У меня усиленно билось сердце в ожидании неизбежной истории.
— Шара-фетдинов! Но-гайцев! Ба-а-шуров!
Маленький татарин Шарафетдинов и толстый Ногайцев, поспешно засунув шапки под мышки, кинулись получать квитки. Медленной походкой шел за ними Башуров, и на голове у него торчала злополучная шапка. Ломов, протягивая к нему руку с бумажкой, поднял глаза.
— Шапку забыл снять… Как твоя фамилия? Шапка не снималась.
— Шапку долой!! — почти взвизгнул помощник и двинулся к Башурову. — Беспоря-адок! Ответом было прежнее молчание.
— Как фамилия?
Надзиратель стрелой подлетел и, приложив к козырьку руку, назвал фамилию.
— Отвести в карцер! — еще пущим визгом разразился Ломов. Башурова повели в карцер. По дороге он, взглянул на больничное окно и с веселой улыбкой кивнул мне головою… Между тем Ломов, пока надзиратели не вернулись из карцерного дворика, в явном возбуждении расхаживал впереди арестантского строя; Ткаченко уверял даже, что видит, как все лицо его перекашивается…
— Ну и злости жевем! Этот еще почище Шестиглазого будет. Сущий волк! Говорил я, что на волка походит, — вот по-моему и вышло… Даром, что голова набок: скрючена, а все видит!
С возвращением надзирателей перекличка продолжалась как ни в чем не бывало. Я с замиранием сердечным ожидал вызова Штейнгарта… Однако каким-то чудом его квитка не оказалось, так же как и квитков некоторых других арестантов, и остальная часть поверки прошла благополучно.
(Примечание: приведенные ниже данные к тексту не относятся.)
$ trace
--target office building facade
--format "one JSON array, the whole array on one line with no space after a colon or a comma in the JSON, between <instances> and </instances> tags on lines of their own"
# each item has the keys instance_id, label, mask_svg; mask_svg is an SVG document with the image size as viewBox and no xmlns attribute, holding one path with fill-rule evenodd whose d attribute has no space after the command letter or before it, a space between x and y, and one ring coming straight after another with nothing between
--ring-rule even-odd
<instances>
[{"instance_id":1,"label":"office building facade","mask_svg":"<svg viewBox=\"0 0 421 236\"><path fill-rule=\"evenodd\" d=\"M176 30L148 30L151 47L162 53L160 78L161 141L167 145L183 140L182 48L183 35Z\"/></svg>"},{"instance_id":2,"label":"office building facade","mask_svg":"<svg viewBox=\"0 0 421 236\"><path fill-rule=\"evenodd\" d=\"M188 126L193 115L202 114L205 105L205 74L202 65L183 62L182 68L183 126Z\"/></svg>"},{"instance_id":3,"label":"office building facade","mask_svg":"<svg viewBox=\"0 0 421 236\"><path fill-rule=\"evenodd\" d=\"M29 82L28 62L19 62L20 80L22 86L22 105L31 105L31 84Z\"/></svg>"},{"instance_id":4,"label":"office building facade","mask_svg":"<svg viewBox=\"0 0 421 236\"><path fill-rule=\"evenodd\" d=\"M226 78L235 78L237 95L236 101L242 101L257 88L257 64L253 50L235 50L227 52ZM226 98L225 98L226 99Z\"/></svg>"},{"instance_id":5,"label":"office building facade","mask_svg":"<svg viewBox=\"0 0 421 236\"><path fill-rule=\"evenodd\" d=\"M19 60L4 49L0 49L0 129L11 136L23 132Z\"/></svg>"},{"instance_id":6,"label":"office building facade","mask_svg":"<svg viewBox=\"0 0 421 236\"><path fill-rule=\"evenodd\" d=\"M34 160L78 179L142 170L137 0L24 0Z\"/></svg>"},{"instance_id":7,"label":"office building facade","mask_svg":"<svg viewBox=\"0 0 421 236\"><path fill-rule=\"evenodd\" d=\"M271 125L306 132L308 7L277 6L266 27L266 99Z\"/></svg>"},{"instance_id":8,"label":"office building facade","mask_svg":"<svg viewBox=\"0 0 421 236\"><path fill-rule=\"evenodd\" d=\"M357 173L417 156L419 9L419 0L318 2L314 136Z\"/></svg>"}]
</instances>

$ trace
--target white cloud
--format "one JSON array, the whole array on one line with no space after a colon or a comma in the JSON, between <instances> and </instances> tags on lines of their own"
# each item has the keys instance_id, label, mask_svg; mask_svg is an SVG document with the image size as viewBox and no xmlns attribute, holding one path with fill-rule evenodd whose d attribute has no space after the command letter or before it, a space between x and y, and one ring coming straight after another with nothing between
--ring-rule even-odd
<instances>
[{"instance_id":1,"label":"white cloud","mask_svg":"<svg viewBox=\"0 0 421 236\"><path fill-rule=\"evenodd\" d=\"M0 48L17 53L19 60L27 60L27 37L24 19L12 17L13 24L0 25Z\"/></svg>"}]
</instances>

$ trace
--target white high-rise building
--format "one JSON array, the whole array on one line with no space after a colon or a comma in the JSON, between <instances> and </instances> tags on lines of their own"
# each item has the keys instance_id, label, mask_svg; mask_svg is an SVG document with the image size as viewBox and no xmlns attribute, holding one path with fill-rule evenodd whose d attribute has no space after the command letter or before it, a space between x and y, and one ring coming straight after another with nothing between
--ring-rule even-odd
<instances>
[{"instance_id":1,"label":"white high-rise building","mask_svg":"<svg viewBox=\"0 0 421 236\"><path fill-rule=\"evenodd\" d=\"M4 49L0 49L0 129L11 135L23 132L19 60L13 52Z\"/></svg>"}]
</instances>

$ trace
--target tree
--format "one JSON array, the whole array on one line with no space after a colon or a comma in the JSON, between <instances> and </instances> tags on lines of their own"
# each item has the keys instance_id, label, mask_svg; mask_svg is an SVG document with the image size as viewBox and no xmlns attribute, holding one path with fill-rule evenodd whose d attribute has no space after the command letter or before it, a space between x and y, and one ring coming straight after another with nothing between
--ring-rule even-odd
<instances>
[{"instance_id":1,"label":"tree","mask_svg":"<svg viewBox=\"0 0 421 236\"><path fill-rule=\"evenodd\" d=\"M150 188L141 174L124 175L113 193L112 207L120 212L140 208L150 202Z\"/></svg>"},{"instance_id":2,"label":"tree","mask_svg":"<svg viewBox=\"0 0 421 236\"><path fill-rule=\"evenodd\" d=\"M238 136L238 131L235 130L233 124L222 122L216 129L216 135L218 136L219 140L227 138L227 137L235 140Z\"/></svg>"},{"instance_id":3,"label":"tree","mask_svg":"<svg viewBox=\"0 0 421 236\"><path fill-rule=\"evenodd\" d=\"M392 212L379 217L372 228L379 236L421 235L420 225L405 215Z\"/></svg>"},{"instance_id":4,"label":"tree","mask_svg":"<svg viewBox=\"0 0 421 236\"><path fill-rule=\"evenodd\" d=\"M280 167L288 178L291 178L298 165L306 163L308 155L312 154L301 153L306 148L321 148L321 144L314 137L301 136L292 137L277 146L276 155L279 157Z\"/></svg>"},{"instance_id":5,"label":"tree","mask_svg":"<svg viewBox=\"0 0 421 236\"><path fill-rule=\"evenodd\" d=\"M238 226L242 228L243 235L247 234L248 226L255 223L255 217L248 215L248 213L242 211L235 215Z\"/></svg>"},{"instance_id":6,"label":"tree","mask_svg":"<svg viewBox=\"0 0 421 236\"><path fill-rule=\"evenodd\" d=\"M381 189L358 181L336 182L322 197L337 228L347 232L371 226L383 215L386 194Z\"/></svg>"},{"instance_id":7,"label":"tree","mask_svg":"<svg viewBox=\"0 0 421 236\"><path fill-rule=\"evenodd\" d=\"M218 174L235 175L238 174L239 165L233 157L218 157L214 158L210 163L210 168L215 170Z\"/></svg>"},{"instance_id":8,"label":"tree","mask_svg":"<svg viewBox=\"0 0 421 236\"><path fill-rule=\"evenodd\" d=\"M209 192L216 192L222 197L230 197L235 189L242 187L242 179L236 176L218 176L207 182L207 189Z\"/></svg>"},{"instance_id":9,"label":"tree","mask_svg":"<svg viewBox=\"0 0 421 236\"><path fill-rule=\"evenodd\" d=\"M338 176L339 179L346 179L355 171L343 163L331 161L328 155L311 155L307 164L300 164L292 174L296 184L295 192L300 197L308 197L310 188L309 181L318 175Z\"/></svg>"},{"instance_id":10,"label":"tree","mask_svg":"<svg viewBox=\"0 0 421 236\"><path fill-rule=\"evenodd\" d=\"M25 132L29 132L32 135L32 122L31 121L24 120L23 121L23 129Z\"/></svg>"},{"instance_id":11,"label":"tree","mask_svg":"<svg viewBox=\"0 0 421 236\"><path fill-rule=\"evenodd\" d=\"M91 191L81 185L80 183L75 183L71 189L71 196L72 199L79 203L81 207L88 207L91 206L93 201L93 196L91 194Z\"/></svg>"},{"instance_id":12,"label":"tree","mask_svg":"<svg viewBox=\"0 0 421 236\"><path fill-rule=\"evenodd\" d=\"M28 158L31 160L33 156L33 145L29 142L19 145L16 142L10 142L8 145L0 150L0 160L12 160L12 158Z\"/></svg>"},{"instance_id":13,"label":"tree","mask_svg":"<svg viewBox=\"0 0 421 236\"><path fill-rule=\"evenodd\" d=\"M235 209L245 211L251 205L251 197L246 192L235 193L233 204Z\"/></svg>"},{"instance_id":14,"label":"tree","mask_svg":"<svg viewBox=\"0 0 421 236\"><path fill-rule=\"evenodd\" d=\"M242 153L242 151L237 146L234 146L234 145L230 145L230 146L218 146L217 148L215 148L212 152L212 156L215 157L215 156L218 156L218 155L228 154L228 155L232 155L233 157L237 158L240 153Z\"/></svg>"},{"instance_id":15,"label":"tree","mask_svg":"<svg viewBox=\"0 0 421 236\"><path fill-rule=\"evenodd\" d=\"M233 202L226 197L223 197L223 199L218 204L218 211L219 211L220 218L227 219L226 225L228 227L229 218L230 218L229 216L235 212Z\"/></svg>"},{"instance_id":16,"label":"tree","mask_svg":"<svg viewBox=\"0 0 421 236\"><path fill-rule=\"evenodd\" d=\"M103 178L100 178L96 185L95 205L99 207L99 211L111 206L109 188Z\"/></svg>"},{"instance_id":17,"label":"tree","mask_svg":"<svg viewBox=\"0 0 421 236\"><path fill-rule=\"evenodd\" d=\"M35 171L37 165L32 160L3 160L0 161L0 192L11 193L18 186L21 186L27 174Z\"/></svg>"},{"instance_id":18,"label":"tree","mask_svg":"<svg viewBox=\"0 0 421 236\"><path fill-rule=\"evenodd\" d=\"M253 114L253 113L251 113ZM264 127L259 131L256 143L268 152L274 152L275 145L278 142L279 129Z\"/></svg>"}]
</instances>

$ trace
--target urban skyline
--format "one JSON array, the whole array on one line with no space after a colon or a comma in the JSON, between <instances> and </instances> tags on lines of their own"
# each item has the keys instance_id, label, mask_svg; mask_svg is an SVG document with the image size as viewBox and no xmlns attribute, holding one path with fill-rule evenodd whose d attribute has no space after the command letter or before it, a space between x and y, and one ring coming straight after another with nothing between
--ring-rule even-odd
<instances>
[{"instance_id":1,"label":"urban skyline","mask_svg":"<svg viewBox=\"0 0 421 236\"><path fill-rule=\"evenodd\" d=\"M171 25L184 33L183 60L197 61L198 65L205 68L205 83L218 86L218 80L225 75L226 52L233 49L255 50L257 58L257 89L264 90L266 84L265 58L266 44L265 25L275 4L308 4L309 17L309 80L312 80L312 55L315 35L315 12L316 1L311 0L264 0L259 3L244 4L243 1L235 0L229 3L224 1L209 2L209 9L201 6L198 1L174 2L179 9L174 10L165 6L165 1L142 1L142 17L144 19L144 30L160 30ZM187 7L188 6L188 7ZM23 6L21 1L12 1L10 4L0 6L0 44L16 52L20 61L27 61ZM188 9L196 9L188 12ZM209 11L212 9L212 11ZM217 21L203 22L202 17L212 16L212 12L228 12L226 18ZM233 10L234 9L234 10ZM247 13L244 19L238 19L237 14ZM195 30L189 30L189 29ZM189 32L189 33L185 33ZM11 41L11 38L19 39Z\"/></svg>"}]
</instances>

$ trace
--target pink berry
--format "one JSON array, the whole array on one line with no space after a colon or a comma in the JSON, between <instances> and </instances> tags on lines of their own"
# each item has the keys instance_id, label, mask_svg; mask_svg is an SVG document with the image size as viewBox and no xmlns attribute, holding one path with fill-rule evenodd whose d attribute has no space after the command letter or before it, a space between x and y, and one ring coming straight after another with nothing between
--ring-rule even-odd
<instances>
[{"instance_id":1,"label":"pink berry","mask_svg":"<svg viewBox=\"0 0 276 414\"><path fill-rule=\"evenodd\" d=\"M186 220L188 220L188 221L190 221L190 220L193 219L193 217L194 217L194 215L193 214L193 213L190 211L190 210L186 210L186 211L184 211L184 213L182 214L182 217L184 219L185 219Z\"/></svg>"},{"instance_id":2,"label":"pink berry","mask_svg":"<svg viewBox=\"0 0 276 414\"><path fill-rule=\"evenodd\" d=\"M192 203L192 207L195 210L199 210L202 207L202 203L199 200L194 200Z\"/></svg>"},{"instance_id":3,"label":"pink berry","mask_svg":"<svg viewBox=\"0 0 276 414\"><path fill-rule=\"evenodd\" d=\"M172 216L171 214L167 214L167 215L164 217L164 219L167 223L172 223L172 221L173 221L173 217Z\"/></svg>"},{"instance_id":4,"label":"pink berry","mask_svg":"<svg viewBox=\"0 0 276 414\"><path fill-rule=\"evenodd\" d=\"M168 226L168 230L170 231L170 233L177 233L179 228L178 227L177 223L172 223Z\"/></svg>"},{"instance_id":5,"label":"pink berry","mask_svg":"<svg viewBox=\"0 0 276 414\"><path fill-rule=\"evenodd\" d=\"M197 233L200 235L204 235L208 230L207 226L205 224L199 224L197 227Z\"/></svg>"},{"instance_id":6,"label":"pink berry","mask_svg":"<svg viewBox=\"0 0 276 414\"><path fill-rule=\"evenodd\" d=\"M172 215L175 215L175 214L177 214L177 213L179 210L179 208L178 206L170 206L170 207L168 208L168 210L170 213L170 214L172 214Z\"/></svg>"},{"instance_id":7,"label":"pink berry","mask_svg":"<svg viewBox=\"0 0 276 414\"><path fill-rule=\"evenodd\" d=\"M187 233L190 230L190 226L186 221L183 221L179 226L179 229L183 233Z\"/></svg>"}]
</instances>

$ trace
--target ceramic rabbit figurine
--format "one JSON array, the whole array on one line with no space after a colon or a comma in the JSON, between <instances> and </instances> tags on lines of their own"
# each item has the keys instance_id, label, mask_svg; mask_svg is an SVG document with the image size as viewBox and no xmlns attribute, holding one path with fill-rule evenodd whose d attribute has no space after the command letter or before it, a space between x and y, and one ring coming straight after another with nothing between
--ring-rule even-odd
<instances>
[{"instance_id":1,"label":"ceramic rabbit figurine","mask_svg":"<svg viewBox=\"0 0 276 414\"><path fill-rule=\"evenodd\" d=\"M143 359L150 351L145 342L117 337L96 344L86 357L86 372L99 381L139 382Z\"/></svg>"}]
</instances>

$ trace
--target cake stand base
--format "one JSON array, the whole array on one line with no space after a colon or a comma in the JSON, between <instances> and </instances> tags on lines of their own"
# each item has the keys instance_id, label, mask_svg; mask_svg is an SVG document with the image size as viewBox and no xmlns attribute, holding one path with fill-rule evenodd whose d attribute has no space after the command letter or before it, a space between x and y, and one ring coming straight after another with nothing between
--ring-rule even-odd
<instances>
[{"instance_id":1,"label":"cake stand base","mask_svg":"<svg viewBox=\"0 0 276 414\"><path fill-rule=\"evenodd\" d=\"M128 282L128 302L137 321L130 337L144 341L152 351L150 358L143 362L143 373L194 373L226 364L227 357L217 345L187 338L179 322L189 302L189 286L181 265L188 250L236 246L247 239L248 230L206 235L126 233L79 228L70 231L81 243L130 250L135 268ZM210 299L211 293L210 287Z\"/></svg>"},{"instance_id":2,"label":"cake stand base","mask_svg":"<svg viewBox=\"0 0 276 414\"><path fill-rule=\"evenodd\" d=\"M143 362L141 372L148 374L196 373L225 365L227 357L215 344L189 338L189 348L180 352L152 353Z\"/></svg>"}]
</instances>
На другое же утро я покинул лазарет и перешел в тюрьму: раз началась борьба, я хотел быть с товарищами. По указанию надзирателя, мне пришлось поместиться не в ту камеру, в которой находился Штейнгарт. Последний настаивал, чтобы я немедленно вызвался к Лучезарову для переговоров. Как ни тяжела была эта обязанность, выбора не представлялось, так как имелись сведения, что Штейнгарт пользовался преимущественным нерасположением капитана, и я заявил дежурному о своем желании видеться с начальником тюрьмы по неотложному делу. На работу в этот день я не был назначен ввиду того, что только что выписался из больницы, и целый день пробродил по тюремному двору, волнуясь и нетерпеливо ожидая, что вот-вот меня пригласят в контору. За три с лишком года пребывания в Шелае Лучезаров несколько избаловал меня в этом отношении: он вызывал меня немедленно всякий раз, как я докладывал о необходимости видеться. Но сегодня происходило что-то странное: часы шли за часами, а меня и не думали вызывать. Вернулись наконец горные рабочие.
— Ну что? Как? — кинулся ко мне Штейнгарт.
— Ничего.
— Все еще не вызывал?
— Нет.
— Что же это значит?
— Сам не знаю. Подождем еще немного…
— Ну, а Валерьян что?
И я стал делиться сведениями, какие успел добыть об арестованном товарище.
И в этот вечер на поверку опять явился Ломов. Мы с Штейнгартом стояли все время в шапках, но он, очевидно, не замечал «беспорядка», и все сошло благополучно. Лучезаров еще целых два дня не подавал никаких признаков жизни, и это начинало нас не на шутку раздражать… Однако в беседах с Штейнгартом я считал своим долгом по возможности охлаждать его негодование и силился даже придать всей истории несколько комический характер. Штейнгарта это злило.
— Что вы тут комичного видите, я не понимаю! — говорил он с сердцем. — И разве сами вы не то же делаете, что и мы?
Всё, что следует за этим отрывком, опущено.